Like you, I get random LinkedIn connection requests often.
Unless they’re obvious crackpots, I usually accept and send a short message mentioning that I look forward to learning more about them/their work.
They might want to sell me something I need, read my stuff or become a client—so I stay open to seeing what they have to say.
So when one of these new connections shot back a really good opening question, drawing me in, I was intrigued. We pinged a few quick messages back and forth and then he pitched me.
Not in a natural, graceful way, but more like a bull in a china shop.
Dead stop in the conversation and frankly I wasn’t even interested in keeping him in my network, he was so obviously crass.
He opened beautifully, but then went off the rails.
Instead, he could have used an elegantly simple new hack to figure out how to approach and connect with me in a way that would maximize his chances for a conversation and perhaps more.
Enter Crystal Knows, a handy new (free) tool to give you a shortcut to communicate with your targets in the way THEY want to hear from you.
Here’s how it works:
- Go to CrystalKnows.com and add the extension to your Google Chrome.
- Head over to LinkedIn and pick anyone in your network you’d like to check out—and go to their profile page.
- On the right-hand side, click the CrystalKnows symbol and read what she has to say about approaching your contact.
- Even better? Click on the full profile button and read down to see the sample email you might craft to get your best response (you get only a few of these without upgrading to a paid version).

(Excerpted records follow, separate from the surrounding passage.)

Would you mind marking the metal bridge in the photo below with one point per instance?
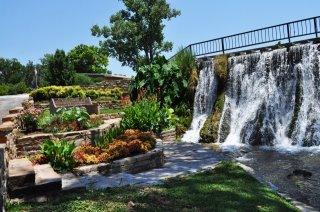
(285, 33)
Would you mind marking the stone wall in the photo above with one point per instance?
(3, 175)
(143, 162)
(30, 144)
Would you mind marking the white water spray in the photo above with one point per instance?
(205, 97)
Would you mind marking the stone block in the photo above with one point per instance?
(46, 175)
(21, 173)
(6, 127)
(16, 110)
(10, 117)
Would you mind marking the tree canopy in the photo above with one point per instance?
(58, 70)
(135, 35)
(88, 59)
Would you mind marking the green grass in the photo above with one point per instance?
(226, 188)
(110, 110)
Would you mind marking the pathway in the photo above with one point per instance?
(181, 159)
(9, 102)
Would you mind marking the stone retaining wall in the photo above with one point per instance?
(3, 176)
(135, 164)
(30, 144)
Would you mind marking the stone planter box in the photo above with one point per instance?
(30, 144)
(135, 164)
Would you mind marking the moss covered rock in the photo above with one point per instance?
(210, 130)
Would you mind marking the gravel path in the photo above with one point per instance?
(9, 102)
(181, 159)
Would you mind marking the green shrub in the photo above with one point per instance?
(12, 89)
(46, 93)
(65, 120)
(4, 89)
(147, 115)
(104, 140)
(82, 79)
(59, 154)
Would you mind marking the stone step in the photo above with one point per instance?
(16, 110)
(21, 173)
(10, 117)
(47, 182)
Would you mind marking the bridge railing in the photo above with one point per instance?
(282, 32)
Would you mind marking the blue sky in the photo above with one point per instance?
(31, 28)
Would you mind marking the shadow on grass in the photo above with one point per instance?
(226, 188)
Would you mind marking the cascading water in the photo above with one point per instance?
(273, 98)
(203, 102)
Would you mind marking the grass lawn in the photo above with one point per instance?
(226, 188)
(106, 110)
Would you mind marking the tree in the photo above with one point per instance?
(135, 36)
(11, 71)
(163, 79)
(58, 70)
(88, 59)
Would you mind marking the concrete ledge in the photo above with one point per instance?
(21, 173)
(135, 164)
(10, 117)
(16, 110)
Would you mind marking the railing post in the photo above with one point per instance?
(288, 32)
(222, 43)
(315, 26)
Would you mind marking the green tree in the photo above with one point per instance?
(163, 79)
(58, 70)
(88, 59)
(11, 71)
(135, 35)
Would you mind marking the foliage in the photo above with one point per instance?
(11, 71)
(58, 70)
(59, 154)
(226, 188)
(210, 130)
(28, 120)
(82, 79)
(88, 59)
(186, 62)
(147, 115)
(162, 78)
(72, 119)
(12, 89)
(129, 143)
(135, 35)
(46, 93)
(105, 139)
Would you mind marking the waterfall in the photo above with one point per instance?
(273, 98)
(203, 102)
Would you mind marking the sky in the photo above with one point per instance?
(31, 28)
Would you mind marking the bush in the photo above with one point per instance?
(28, 120)
(13, 89)
(72, 119)
(147, 115)
(46, 93)
(83, 80)
(59, 154)
(129, 143)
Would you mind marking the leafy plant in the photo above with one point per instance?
(105, 139)
(28, 120)
(59, 154)
(146, 115)
(163, 79)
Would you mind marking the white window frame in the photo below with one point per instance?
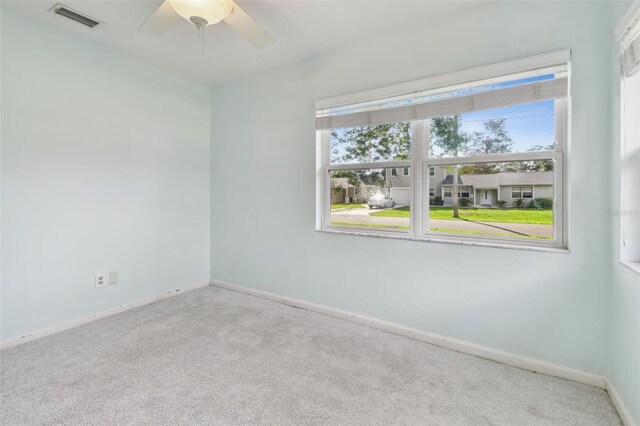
(421, 162)
(521, 192)
(626, 32)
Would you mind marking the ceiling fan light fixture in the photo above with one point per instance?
(209, 11)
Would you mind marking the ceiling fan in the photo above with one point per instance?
(206, 12)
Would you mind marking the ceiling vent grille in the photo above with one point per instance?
(74, 15)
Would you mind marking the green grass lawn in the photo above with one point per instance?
(537, 217)
(340, 206)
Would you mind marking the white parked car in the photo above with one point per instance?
(381, 201)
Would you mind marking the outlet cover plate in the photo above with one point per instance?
(101, 279)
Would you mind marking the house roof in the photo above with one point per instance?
(500, 179)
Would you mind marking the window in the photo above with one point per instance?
(463, 192)
(629, 208)
(493, 138)
(522, 192)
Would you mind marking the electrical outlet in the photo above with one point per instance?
(101, 279)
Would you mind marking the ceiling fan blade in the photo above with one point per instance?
(161, 20)
(248, 28)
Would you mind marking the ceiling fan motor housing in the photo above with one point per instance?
(198, 21)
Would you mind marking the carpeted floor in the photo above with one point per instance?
(213, 356)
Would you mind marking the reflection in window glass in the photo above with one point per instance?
(513, 200)
(371, 199)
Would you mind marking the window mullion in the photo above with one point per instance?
(417, 135)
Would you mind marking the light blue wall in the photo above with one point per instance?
(625, 284)
(549, 306)
(105, 167)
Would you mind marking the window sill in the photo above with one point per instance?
(445, 241)
(634, 266)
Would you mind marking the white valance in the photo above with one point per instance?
(556, 88)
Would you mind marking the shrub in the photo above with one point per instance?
(519, 203)
(464, 202)
(541, 204)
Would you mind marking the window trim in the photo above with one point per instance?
(421, 162)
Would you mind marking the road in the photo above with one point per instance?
(362, 217)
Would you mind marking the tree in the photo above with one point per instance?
(494, 140)
(446, 134)
(384, 142)
(535, 165)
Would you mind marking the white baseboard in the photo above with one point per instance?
(618, 402)
(28, 337)
(525, 363)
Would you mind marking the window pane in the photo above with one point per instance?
(387, 142)
(519, 128)
(370, 199)
(492, 201)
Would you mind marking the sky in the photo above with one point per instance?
(528, 125)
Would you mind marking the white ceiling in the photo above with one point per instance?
(302, 28)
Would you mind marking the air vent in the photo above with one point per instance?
(62, 10)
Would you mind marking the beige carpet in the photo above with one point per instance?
(217, 357)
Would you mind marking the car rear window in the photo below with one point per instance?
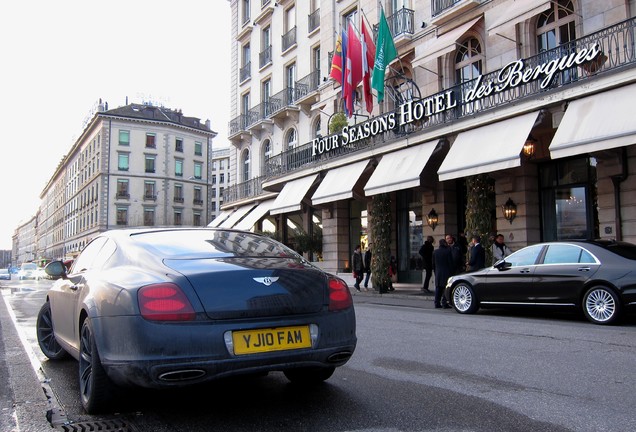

- Write your email with her insights and send it off.
It gets slicker still if you use Google or Outlook Calendar—you can get daily reports for the participants in your meetings.
Like any personality tool, it has its limits, but if you’re reaching out to someone you don’t know, it’s probably worth the 15 seconds it takes to see what Crystal knows before you hit send.
Had my new connection checked it out on my LinkedIn profile, he’d have learned that he should “speak directly, but be kind.”
And then maybe we’d still be having a conversation.